Limit Investasi Dana Pensiun dan Asuransi di Pasar Modal Naik Jadi 20%

Ilustrasi. Foto: Freepik.

Limit Investasi Dana Pensiun dan Asuransi di Pasar Modal Naik Jadi 20%

Siti Yona Hukmana • 30 January 2026 15:26

Jakarta: Pemerintah memutuskan untuk menaikkan limit investasi dana pensiun (dapen) dan asuransi di pasar modal Indonesia, dari sebelumnya delapan persen ke angka 20 persen.

Hal ini disampaikan Menteri Koordinator bidang Perekonomian Airlangga Hartarto atas arahan Presiden Prabowo Subianto, usai menghadiri rapat terbatas di Wisma Danantara Indonesia, Jakarta. Rapat ini dihadiri juga oleh Menteri Sekretaris Negara Prasetyo Hadi, Menteri Investasi dan BPKM Rosan Roeslani, sekaligus Ketua Danantara; Menteri Keuangan Purbaya Yudhi Sadewa; dan Kepala Badan Pengaturan Badan Usaha Milik Negara (BP BUMN) Dony Oskaria.

"Nah kemudian langkah berikutnya adalah tadi kami bahas juga dengan Pak Menteri Keuangan, dana pensiun, asuransi, itu limit untuk investasi di pasar modalnya ditingkatkan dari delapan persen ke 20 persen," kata Airlangga di Wisma Danantara, Jakarta, Jumat, 30 Januari 2026.


Menko Perekonomian Airlangga Hartarto saat konferensi pers perkembangan ekonomi terkini. Foto: Metro TV/Siti Yona Hukmana.
 

Sejalan dengan standar OECD


Airlangga mengatakan, anggaran terkait dengan regulasi baru ini sejalan dengan standar di negara-negara Organization for Economic Co-operation and Development (OECD). Yakni organisasi antarpemerintah internasional dengan 38 negara anggota, yang didirikan pada 1961 untuk mendorong kemajuan ekonomi dan perdagangan dunia.
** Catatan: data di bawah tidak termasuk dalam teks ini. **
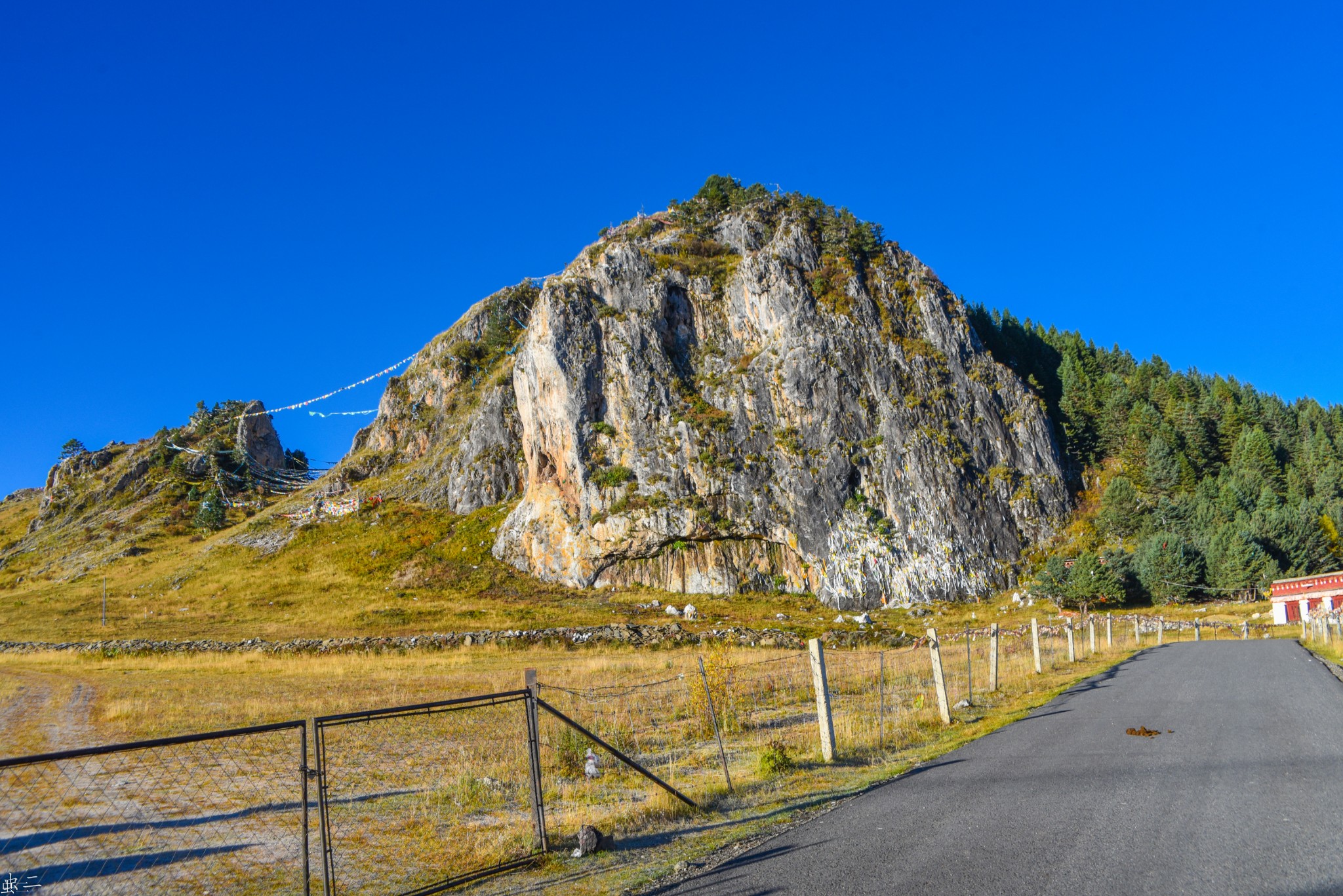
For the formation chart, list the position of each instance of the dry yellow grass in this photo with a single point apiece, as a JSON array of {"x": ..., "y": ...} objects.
[
  {"x": 401, "y": 570},
  {"x": 458, "y": 774}
]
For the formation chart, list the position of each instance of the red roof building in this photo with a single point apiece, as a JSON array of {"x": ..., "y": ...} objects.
[{"x": 1296, "y": 600}]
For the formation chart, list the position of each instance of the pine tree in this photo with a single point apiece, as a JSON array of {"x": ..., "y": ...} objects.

"Jadi kita sudah semakin mendekati kepada permintaan daripada standar internasional. Dan Indonesia komitmen untuk mengadopsi standar-standar tersebut agar tentunya kita bisa mempertahankan standar emerging market," ujar Airlangga.

Harapannya, dengan regulasi ini pasar modal Indonesia menjadi lebih kuat, adil, kompetitif, dan transparan. Sebab, Airlangga meyakini ini merupakan sinyal kepada global market.

"Tetapi faktor fundamental ekonomi kita tetap kuat dan pemerintah tidak khawatir. Terkait dengan kondisi makro ekonomi maupun kondisi fiskal kita," ujar Airlangga.